08.10.09 Le Potentiel: CINQ QUESTIONS à Virgile Kikaya

 

 

1. Qu’entendez-vous par efficacité de l’aide au développement ?

Actuellement, on parle beaucoup de l’efficacité de l’aide avec la
Déclaration de Paris, le Forum de haut niveau d’Accra et même, plus
récemment, avec la conférence de Kinshasa. C’est un concept qui date du
début des années 2000. Il se base sur le constat selon lequel tous les
programmes d’aide antérieurs n’avaient pas porté les fruits escomptés.
D’où, les pays pauvres s’appauvrissaient davantage. Il était donc
nécessaire de revisiter les mécanismes d’appui au développement surtout
avec les objectifs du millénaire qui devaient être atteints à temps.
Qu’est-ce que le développement ? Serait-ce ces chiffres abstraits de
croissance économique positive que l’on nous présente lors des
conférences dans des salons huppés de la capitale ? Je préfère que l’on
approche le développement un peu à la manière d’Amartya Sen qui nous
donne une vision plus humaine du développement. Le développement doit
être mesuré à la capacité des pauvres et des vulnérables à se prendre
en charge et à être capables de changer leur futur. Il est donc
extrêmement nécessaire que tout effort de développement soit basé sur
le renforcement des capacités de ceux qui en ont le plus besoin.

2.Quelle lecture faites-vous de la Déclaration de Paris ?

La Déclaration de Paris est cet engagement des ministres des pays
dits développés et sous-développés ainsi que des représentants des
agences bilatérales et multilatérales de développement à respecter les
concepts d’appropriation, d’alignement, d’harmonisation, de gestion
pour les résultats et de rendre compte. Ces concepts sont intéressants
et devraient a priori contribuer à une meilleure efficacité de l’aide.
Toutefois, certaines faiblesses sont à noter. Il y a d’abord la quasi-
absence de la Société civile dont les membres, censés représenter les
principaux bénéficiaires, n’ont pas eu clairement voix au chapitre
alors que c’est à eux que les gouvernements doivent rendre compte. La
Déclaration n’a pas non plus de caractère coercitif et aucune sanction
n’est prévue pour les pays qui ne respecteraient pas leur engagement.
Il y a également le fait que les cibles à atteindre d’ici à 2010 sont
toutes des indicateurs de mise en œuvre. Il n’est pas prévu dans la
Déclaration, une mesure de l’impact sur les principaux bénéficiaires.
Enfin, n’oublions pas qu’il s’agit d’une Déclaration qui est précédée
par d’autres déclarations comme celles de Rome ou du consensus de
Monterrey, par exemple, qui tardent encore à être totalement mis en
œuvre.

3.Est-ce que la multiplication d’aide en République démocratique du Congo facilite le développement ?

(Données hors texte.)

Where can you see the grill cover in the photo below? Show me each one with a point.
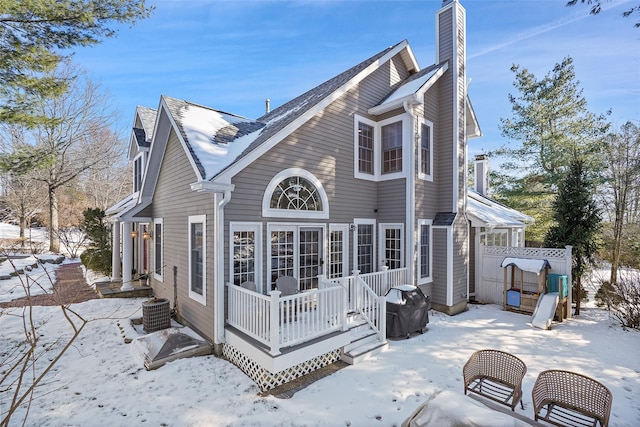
(407, 310)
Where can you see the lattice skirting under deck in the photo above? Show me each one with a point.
(267, 380)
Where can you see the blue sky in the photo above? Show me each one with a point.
(232, 55)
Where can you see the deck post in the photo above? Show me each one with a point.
(382, 324)
(356, 290)
(274, 323)
(385, 279)
(116, 270)
(345, 308)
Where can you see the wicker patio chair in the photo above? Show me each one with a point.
(567, 398)
(496, 375)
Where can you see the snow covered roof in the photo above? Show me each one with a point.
(412, 89)
(485, 212)
(527, 264)
(148, 118)
(215, 139)
(123, 206)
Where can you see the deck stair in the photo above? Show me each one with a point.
(364, 341)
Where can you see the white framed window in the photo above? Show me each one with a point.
(295, 193)
(425, 150)
(495, 238)
(425, 254)
(392, 249)
(338, 250)
(365, 148)
(296, 250)
(379, 147)
(197, 258)
(158, 253)
(245, 248)
(391, 139)
(364, 245)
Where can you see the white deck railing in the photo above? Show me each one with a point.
(279, 322)
(380, 282)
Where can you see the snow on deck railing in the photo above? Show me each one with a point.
(297, 318)
(380, 282)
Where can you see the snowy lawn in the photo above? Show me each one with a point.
(37, 277)
(99, 382)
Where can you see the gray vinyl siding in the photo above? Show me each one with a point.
(392, 201)
(174, 202)
(439, 287)
(324, 146)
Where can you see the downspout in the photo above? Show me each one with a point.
(410, 239)
(218, 256)
(218, 253)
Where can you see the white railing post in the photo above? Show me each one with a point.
(321, 281)
(385, 280)
(355, 295)
(344, 308)
(274, 322)
(382, 324)
(568, 259)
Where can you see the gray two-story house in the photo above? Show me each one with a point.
(357, 185)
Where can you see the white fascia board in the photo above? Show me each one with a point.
(211, 187)
(231, 171)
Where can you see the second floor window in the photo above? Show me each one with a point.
(365, 148)
(392, 148)
(379, 147)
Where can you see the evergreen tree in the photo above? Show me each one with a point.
(550, 123)
(577, 223)
(33, 37)
(95, 227)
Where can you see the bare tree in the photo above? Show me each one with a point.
(107, 183)
(27, 362)
(77, 139)
(22, 197)
(622, 178)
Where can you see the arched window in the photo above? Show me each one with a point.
(295, 193)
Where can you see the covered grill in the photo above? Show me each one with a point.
(407, 311)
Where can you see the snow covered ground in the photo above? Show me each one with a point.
(100, 382)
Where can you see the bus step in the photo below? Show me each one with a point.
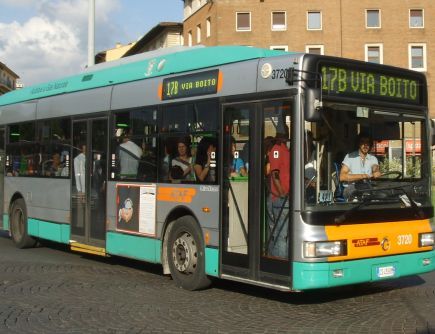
(78, 247)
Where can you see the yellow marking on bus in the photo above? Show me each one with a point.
(181, 195)
(379, 239)
(78, 247)
(220, 81)
(160, 91)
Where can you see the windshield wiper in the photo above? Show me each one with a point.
(382, 198)
(367, 200)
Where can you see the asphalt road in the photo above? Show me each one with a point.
(52, 290)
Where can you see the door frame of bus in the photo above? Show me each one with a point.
(253, 266)
(2, 171)
(86, 237)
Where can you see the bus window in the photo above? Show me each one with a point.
(54, 137)
(276, 125)
(134, 146)
(190, 117)
(21, 149)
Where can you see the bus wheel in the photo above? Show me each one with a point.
(19, 225)
(186, 255)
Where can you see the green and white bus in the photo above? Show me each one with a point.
(225, 162)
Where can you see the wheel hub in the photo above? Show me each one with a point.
(184, 253)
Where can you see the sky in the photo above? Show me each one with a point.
(47, 39)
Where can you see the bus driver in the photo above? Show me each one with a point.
(359, 165)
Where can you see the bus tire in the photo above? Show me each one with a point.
(186, 257)
(18, 227)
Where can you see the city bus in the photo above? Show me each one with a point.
(226, 162)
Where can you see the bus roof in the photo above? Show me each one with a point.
(149, 65)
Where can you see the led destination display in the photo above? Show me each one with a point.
(190, 85)
(340, 81)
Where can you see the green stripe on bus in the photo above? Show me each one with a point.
(212, 261)
(5, 222)
(177, 62)
(321, 275)
(132, 246)
(48, 230)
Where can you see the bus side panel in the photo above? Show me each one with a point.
(5, 222)
(325, 275)
(49, 231)
(169, 199)
(47, 202)
(16, 113)
(79, 103)
(133, 246)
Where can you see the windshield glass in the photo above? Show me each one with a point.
(366, 155)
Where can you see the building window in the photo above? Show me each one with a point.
(374, 53)
(416, 18)
(373, 18)
(315, 49)
(198, 34)
(314, 20)
(208, 27)
(189, 38)
(243, 21)
(279, 21)
(417, 57)
(279, 47)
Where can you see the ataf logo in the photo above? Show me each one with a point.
(366, 242)
(385, 244)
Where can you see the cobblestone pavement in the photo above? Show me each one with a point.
(52, 290)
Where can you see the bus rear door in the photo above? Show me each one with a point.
(255, 234)
(89, 179)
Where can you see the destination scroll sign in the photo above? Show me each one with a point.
(190, 85)
(356, 83)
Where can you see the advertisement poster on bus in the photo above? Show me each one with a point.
(136, 207)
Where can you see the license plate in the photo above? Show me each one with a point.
(387, 271)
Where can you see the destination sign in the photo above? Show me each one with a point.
(190, 85)
(345, 82)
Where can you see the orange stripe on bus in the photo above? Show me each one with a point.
(179, 195)
(160, 91)
(220, 81)
(379, 239)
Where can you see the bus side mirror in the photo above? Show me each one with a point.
(313, 105)
(432, 132)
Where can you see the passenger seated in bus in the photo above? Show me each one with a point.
(310, 167)
(358, 166)
(279, 157)
(56, 168)
(176, 174)
(129, 156)
(183, 160)
(80, 170)
(204, 172)
(237, 167)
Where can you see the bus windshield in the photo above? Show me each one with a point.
(361, 158)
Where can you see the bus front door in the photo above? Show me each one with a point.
(2, 171)
(89, 178)
(256, 220)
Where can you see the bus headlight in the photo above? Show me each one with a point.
(427, 239)
(324, 248)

Je crois que la multiplication d’aide ne devrait pas être un
problème en soi. Personne ne trouve un problème à l’abondance des
ressources. Encore, faut-il que ces ressources soient utilisées de
façon optimale. D’abord, si les conditions sont trop compliquées, les
organisations du pays n’auront pas accès à cette manne. Aussi une
grande partie est-elle dirigée à des conférences, des consultations ou
même donnée sous forme de réduction de la dette extérieure. On se
retrouve parfois avec avec 30% des montants qui arrivent chez les
principaux bénéficiaires. 4. Y-a-t-il d’autres mécanismes qui peuvent
aider au développement ?

Tout à fait. Je citerais, par exemple, les initiatives en faveur du
micro-crédit. Ces actions ont produit de bons résultats dans des pays
comme l’Inde ou le Bangladesh. Il s’agit de faire bénéficier des prêts
aux principaux concernés. Cela est souvent plus efficace, car on appuie
des personnes dans leurs activités de tous les jours et pour
lesquelles, elles ont déjà acquis de l’expertise. Aussi, du fait
parfois qu’il s’agit de la seule opportunité que ces populations ont
pour changer leur vie, elles s’y accrochent et font tout ce qui est
possible pour réussir car l’avenir de leurs enfants en dépend.

5. Quelles seraient les perspectives d’avenir pour l’aide au développement ?

Elles sont multiples. On pourrait déjà chercher à concentrer les
efforts de l’aide extérieure dans des secteurs précis et éviter du
saupoudrage lorsque tout le monde veut tout faire. On devrait
concentrer les efforts à renforcer et développer les capacités de nos
systèmes nationaux et de notre société à jouer leur rôle de moteur du
développement. On pourrait mettre en œuvre des stratégies innovatrices
incluant par exemple des mécanismes de retour des cerveaux congolais
qui ont décidé de travailler à l’étranger. Et puis, pourquoi ne pas
arrêter carrément l’aide si on constate que ça ne marche pas. La porte
reste ouverte à toutes les suggestions.